Now, I am not going to stand here and tell you that failure is fun. That period of my life was a dark one, and I had no idea that there was going to be what the press has since represented as a kind of fairy tale resolution. I had no idea how far the tunnel extended, and for a long time, any light at the end of it was a hope rather than a reality.

So why do I talk about the benefits of failure? Simply because failure meant a stripping away of the inessential. I stopped pretending to myself that I was anything other than what I was, and began to direct all my energy into finishing the only work that mattered to me. Had I really succeeded at anything else, I might never have found the determination to succeed in the one arena I believed I truly belonged. I was set free, because my greatest fear had already been realised, and I was still alive, and I still had a daughter whom I adored, and I had an old typewriter and a big idea. And so rock bottom became the solid foundation on which I rebuilt my life."

Something to think about, I know I have.

Saturday, June 07, 2008

When Cities Sprawl

While I look at buzzing cities and fairytale or rather sci-fi kinda eruption of almost impossible concepts taking shapes in form of buildings, my first reaction is always awe. Awe not of fantasy but awe smothered with jolt. You will wonder why? I am always surprised at how these things are missing the human element, in consideration, in their reaction or even how they will adapt to such a built atmosphere. Do we keep them in mind as end user or it's more of a monumental and expensive experimentation by architects?

So, when I stumbled on this article this morning, I thought I would express my (long stashed) sentiments on larger than life urbanization. Some quotes from the article:

"Dubai, which lays claim to some of the world's most expensive private islands, the tallest building and soon the largest theme park, has been derided as an urban tomb where the rich live walled off from the poor migrant workers who serve them."

"Climbing to the top of one of Holl's towers, I looked out through a haze of smog at the acres of luxury-housing towers that surround his own, the kind of alienating subdivisions that are so often cited as a symptom of the city's unbridled, dehumanizing development."

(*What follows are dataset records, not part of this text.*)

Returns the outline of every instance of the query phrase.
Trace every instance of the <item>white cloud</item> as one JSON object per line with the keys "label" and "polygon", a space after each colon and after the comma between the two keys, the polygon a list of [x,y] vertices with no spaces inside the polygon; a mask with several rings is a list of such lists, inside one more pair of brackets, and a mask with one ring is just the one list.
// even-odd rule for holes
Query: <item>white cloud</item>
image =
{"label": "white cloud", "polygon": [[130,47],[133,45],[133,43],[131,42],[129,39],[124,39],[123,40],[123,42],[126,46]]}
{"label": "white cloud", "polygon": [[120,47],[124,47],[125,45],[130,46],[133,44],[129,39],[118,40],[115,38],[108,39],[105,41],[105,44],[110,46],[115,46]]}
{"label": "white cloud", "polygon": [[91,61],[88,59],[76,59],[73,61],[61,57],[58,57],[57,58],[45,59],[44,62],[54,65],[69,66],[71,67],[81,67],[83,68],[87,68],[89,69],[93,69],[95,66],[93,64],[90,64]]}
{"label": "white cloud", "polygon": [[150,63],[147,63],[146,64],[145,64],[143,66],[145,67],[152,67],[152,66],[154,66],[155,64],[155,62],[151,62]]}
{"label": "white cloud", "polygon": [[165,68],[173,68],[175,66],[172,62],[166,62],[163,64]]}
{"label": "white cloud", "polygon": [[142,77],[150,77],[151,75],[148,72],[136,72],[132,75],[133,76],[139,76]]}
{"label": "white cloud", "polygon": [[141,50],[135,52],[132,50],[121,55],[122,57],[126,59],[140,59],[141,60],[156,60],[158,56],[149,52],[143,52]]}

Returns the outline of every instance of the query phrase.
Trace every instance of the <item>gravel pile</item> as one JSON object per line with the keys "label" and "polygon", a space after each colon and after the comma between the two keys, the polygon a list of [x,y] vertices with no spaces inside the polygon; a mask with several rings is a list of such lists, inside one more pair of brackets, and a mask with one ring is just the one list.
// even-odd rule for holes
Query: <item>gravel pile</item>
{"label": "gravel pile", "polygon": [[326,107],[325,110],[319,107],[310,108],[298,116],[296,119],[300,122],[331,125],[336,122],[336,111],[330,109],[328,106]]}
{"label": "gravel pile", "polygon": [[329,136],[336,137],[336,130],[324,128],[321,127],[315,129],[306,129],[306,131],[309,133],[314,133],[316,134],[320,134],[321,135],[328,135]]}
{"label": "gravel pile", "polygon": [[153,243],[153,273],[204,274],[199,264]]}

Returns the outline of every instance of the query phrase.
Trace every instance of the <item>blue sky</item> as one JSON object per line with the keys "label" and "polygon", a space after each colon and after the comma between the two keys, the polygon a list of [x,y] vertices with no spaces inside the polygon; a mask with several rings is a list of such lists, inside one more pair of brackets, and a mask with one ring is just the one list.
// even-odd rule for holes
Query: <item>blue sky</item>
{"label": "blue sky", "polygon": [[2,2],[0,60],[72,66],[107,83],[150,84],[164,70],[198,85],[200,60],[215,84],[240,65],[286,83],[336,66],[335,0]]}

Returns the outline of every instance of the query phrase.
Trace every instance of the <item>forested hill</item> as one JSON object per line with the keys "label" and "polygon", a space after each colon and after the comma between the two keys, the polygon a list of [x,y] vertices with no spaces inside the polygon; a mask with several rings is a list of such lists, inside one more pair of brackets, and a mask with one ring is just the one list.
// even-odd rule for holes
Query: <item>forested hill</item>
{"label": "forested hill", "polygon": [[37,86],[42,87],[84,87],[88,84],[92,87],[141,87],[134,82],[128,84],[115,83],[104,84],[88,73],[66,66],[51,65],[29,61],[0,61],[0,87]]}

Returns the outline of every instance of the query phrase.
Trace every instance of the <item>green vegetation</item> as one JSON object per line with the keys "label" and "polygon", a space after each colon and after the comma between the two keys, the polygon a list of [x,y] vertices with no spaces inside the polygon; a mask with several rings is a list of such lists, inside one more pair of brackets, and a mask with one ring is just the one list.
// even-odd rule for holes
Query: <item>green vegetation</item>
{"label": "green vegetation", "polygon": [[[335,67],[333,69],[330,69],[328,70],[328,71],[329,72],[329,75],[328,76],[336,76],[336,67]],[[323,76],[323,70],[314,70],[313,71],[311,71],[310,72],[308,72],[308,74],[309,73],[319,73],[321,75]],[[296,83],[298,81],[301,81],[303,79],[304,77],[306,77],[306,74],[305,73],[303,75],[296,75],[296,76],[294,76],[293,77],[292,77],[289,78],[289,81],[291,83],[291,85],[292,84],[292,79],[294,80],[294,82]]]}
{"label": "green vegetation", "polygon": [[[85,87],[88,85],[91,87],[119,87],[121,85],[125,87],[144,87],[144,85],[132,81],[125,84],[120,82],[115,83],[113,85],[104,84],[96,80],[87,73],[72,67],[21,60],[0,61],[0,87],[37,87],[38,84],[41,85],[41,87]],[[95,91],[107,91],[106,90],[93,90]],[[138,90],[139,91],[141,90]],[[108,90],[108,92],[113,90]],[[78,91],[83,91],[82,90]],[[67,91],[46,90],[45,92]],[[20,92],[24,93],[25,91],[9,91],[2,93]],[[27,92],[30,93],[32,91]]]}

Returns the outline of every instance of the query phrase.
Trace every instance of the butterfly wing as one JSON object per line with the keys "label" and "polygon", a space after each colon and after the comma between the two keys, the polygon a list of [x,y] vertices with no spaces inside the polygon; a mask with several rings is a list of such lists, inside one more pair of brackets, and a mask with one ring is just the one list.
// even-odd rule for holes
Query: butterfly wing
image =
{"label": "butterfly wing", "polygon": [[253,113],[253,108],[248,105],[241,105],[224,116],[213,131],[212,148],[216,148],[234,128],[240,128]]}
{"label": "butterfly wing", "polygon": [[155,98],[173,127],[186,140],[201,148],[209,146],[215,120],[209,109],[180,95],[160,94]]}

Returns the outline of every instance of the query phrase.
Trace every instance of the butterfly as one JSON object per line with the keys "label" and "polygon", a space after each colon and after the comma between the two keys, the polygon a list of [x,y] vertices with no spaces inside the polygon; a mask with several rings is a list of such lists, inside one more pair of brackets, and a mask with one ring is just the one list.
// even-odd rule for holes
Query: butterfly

"But is site specificity enough? "The amount of building becomes obscene without a blueprint," Koolhaas said. "Each time you ask yourself, Do you have the right to do this much work on this scale if you don't have an opinion about what the world should be like? We really feel that. But is there time for a manifesto? I don't know."

Not to belittle the magnificent craft (backed by science) by planners, developers and architects, but the question is, is the purpose and end user kept in mind? How they react to scale, new materials, gargantuan spaces, complex transitions in buildings or environment? Has the research indicated that people are adept to adapt the changes quickly? Have we given a sincere thought on how we would avoid creating socio-economic classes due to this? Or is equality a privileged concept for comforting discussions only?